The day before, Nicole Washington said she stood transfixed as old-school legend Doug E. Fresh commandeered the same stage during the “Men of Hip-Hop” night. “I will go to see him when he comes to Detroit if I have to see him by myself,” she said, amazement stenciled across her face.
This is the Tom Joyner cruise at its finest, where old school and new school meet at the intersection of cultural cohesiveness.
Sure, you might get a taste of new school-old school here and there, like when Alicia Keys invited TLC and others onstage at the BET Awards a few years back. But nowhere else in American society does old school and new school music come together so powerfully, regularly and seamlessly as they do on this vast vacation vessel. Here in the Gulf of Mexico, old school and new school pass the mic to each other in a generational hand off of mutual respect and admiration. But this ain’t the first time this has happened, folks. Tom Joyner has been going hard in the paint from a music standpoint for a dozen years running.

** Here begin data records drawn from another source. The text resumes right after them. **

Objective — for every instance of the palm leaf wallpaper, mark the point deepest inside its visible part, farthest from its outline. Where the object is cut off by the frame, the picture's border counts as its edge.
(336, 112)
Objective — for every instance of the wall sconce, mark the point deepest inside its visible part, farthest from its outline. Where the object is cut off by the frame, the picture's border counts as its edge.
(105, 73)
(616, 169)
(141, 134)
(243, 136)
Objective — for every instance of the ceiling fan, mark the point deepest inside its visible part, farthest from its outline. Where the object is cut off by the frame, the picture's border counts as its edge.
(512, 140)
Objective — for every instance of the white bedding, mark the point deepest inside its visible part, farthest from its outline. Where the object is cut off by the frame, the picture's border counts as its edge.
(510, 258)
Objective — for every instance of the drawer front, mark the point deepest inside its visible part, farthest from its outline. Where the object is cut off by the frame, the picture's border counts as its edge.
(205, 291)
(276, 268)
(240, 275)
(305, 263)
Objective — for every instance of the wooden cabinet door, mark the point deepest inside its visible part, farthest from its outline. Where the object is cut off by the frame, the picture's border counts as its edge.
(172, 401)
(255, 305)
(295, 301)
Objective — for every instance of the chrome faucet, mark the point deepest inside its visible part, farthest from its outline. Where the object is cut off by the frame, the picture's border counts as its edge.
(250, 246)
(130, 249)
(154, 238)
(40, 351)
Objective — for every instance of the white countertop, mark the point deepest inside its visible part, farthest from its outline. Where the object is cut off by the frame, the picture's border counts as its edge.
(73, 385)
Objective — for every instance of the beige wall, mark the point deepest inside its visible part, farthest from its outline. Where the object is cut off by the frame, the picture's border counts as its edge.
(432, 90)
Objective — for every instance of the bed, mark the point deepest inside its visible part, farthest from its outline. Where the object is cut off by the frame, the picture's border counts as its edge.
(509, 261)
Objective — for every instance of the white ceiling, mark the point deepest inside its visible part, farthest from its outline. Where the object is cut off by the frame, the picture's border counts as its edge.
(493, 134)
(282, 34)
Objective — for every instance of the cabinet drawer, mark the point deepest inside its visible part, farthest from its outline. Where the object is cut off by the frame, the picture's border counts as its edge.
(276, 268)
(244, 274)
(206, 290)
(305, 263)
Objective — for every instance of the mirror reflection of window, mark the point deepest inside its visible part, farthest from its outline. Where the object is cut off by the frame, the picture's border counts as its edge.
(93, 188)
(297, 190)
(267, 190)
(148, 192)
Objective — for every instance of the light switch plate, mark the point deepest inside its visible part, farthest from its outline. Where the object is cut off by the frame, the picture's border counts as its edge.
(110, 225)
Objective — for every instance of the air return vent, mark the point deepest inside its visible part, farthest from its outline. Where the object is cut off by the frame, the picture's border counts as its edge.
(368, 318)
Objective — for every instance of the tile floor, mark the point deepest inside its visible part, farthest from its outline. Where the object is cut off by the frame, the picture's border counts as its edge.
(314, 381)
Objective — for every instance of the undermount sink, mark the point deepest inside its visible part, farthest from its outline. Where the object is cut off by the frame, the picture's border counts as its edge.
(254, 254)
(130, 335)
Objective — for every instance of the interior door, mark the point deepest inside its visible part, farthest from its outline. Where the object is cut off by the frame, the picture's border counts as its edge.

My first year on the TJFV three years ago, a couple of thousand blacks rolled off the ship and spilled into the Coliseum in San Juan, Puerto Rico, to watch new-school artist John Legend perform ahead of old-school comic Cedric the Entertainer. Then we all piled back onto the ship to watch Frankie Beverly and Maze serenade the ladies.
And it’s happening again. On the deck of the ship, new-school star LisaRaye gyrates to the beats of turntable wizard Biz Markie. Media personalities Jeff Johnson and Jacque Reid are mixing it up on panel discussions. And, always in the audience, 20- and 30-somethings are sitting next to 50- and 60-year-olds like they are members of the same family.